NEW YORK – As Columbia University officials continue to negotiate with a group of anti-Israel agitators who set up tents on a lawn at the heart of campus, Jewish and Israeli students say the presence and the aggression of the protesters has them afraid to walk through the area after sundown.
“I’ve had a friend who was beaten up,” said Itai Driefuss, a third-year Columbia undergrad and Israeli military veteran from Tel Aviv. “It’s scary. It’s violent.”
He pointed to a confrontation over the weekend where he said anti-Israel agitators confronted a group of counter-demonstrators who support the alliance between the U.S. and Israel.
“You had Jewish people holding up the American and Israeli flag, and people were holding up a sign that says, ‘Al-Quds next target,’” he said, referring to the militant Al-Quds Brigades, a Palestinian terror group aligned with Hamas. “It’s the same people who do bus bombings and rape women and put babies in an oven.”
On Oct. 7, 2023, Hamas launched a surprise attack that killed more than 1,200 Israelis and saw more than 200 kidnapped and held hostage. Israel’s military response is still underway, and protesters at a number of large U.S. universities, including Columbia, USC, UT Austin and Yale have seen dozens of anti-Israel agitators arrested.

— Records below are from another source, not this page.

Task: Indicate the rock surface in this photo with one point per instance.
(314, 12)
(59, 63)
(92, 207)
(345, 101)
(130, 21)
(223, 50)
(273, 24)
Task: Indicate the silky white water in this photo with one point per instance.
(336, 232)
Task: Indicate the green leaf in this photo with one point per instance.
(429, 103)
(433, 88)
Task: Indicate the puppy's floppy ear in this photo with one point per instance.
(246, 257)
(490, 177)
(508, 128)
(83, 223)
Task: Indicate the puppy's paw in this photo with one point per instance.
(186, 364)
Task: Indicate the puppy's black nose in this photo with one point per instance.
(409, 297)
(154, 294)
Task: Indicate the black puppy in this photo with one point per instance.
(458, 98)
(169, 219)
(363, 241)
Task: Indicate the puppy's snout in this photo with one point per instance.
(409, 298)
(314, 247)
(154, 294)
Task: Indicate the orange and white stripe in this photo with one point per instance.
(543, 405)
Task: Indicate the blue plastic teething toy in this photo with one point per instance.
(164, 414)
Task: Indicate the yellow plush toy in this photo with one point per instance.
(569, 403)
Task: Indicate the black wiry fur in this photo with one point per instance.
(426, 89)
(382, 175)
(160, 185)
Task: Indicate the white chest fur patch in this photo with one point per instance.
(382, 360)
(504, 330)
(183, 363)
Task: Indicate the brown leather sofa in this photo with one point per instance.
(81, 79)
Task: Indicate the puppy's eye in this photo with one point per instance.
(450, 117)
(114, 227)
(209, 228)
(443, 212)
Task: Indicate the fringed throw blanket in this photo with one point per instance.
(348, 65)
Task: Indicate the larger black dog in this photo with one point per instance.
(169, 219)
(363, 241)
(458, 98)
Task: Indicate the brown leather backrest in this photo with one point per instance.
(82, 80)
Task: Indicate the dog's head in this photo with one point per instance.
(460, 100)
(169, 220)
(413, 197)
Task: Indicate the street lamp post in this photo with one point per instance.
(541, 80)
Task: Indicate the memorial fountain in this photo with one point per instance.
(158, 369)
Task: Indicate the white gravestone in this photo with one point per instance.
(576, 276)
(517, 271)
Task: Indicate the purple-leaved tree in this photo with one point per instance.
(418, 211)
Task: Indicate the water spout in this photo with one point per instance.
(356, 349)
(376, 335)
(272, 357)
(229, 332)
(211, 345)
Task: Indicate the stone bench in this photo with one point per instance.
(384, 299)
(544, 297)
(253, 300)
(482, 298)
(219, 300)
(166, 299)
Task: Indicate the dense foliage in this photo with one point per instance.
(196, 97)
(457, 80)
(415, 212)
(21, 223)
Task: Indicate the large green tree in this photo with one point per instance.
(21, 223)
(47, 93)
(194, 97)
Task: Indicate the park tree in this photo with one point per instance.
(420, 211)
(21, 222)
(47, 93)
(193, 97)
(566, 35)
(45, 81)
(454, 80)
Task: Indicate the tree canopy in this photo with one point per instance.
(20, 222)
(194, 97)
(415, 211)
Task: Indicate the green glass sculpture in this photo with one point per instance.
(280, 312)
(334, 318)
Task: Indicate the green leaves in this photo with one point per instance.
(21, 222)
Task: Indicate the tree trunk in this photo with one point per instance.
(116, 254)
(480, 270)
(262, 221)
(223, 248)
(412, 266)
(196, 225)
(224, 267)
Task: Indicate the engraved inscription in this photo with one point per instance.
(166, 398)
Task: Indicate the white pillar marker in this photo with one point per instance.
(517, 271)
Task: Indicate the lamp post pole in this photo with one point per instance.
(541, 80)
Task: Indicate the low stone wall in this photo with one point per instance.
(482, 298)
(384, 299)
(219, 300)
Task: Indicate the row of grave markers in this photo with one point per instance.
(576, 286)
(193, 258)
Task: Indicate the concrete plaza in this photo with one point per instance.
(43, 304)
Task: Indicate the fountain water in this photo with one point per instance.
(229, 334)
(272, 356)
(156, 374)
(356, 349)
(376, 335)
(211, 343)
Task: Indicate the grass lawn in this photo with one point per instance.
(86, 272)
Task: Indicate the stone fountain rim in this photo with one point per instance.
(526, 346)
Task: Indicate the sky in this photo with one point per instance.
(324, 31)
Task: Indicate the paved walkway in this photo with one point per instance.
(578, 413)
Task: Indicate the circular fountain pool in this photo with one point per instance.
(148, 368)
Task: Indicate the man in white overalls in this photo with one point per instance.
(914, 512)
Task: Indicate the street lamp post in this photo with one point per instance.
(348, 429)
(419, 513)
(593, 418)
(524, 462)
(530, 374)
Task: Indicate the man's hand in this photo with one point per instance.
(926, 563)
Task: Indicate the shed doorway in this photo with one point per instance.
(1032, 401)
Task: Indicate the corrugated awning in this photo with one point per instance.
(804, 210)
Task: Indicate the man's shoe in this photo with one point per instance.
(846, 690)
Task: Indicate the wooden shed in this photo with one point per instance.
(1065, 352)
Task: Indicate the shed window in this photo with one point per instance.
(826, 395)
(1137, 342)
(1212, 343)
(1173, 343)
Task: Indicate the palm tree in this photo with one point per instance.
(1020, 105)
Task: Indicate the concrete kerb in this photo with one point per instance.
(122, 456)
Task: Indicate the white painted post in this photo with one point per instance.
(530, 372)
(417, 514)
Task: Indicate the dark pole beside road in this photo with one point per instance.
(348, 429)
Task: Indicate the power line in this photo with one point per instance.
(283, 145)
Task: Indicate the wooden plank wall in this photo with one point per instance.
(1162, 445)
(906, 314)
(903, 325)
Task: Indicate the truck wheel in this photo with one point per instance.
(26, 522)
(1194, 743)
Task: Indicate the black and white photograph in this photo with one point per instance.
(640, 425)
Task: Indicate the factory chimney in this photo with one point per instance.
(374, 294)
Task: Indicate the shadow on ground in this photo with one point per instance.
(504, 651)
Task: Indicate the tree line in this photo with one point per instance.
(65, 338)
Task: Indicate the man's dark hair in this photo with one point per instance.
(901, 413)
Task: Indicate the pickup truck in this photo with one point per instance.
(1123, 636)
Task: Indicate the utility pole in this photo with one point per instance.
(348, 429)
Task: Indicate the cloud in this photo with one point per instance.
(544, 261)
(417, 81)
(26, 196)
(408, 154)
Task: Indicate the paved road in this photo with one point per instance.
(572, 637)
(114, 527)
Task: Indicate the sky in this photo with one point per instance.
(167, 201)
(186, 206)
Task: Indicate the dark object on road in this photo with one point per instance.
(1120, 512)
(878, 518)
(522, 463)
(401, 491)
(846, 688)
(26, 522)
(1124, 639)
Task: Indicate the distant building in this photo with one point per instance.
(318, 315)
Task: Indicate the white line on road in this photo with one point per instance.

At Columbia, a group of protesters who set up tents on school grounds were kicked out last week, only to return with more tents and occupy the West Lawn instead.
“It’s loud, and it’s scary, and a lot of Jewish and Israeli people don’t walk around on campus after the sun goes down,” Driefuss said.
WATCH: Columbia student describes tense, scary situation on campus amid anti-Israel protests
Jewish students have told Fox News Digital they face harassment, antisemitic rhetoric and even violence in confrontations with the demonstrators. Multiple students who said they could comment on behalf of the encampment declined to speak with Fox News Digital.
Driefuss told Fox News Digital his girlfriend, also Jewish, had been followed home. He said he had been told to kill himself, spit on and shouted at.
“I don’t think that’s any way to have any campus, where you have a big part of your student body just scared for their lives,” he said.
Driefuss, speaking in front of a wall covered in missing person fliers dedicated to the remaining Israel hostages, said he believed the demonstrators’ refusal to even speak with Jewish students or Israel supporters left them in an echo chamber to become “even more radicalized”.
“I think, a lot of the narrative, especially inside the camp, is not to engage in to anyone who looks like Zionist or Jewish,” he said.
School leaders have been negotiating with the occupiers for days but have so far declined to ask police to clear them out a second time.
“I very much hope these discussions are successful,” Columbia President Minouche Shafik said in a statement Thursday. “If they are not, we will have to consider alternative options for clearing the West Lawn and restoring calm to campus so that students can complete the term and graduate.”
She also said the school planned to take action against students who violated the school’s codes of conduct.
“We are working to identify protesters who violated our policies against discrimination and harassment, and they will be put through appropriate disciplinary processes,” she said. “The right to protest is essential and protected at Columbia, but harassment and discrimination is antithetical to our values and an affront to our commitment to be a community of mutual respect and kindness.”
House Speaker Mike Johnson appeared on campus Wednesday to call on Shafik to resign if the protests aren’t reined in.
Some Jewish students and critics of the university’s actions so far have accused the administration of antisemitic discrimination as well.
Earlier this month, another Israeli military veteran who attends Columbia filed a lawsuit accusing the school of harshly punishing him for using “fart spray” on anti-Israel activists while turning a blind eye to their antisemitic rhetoric.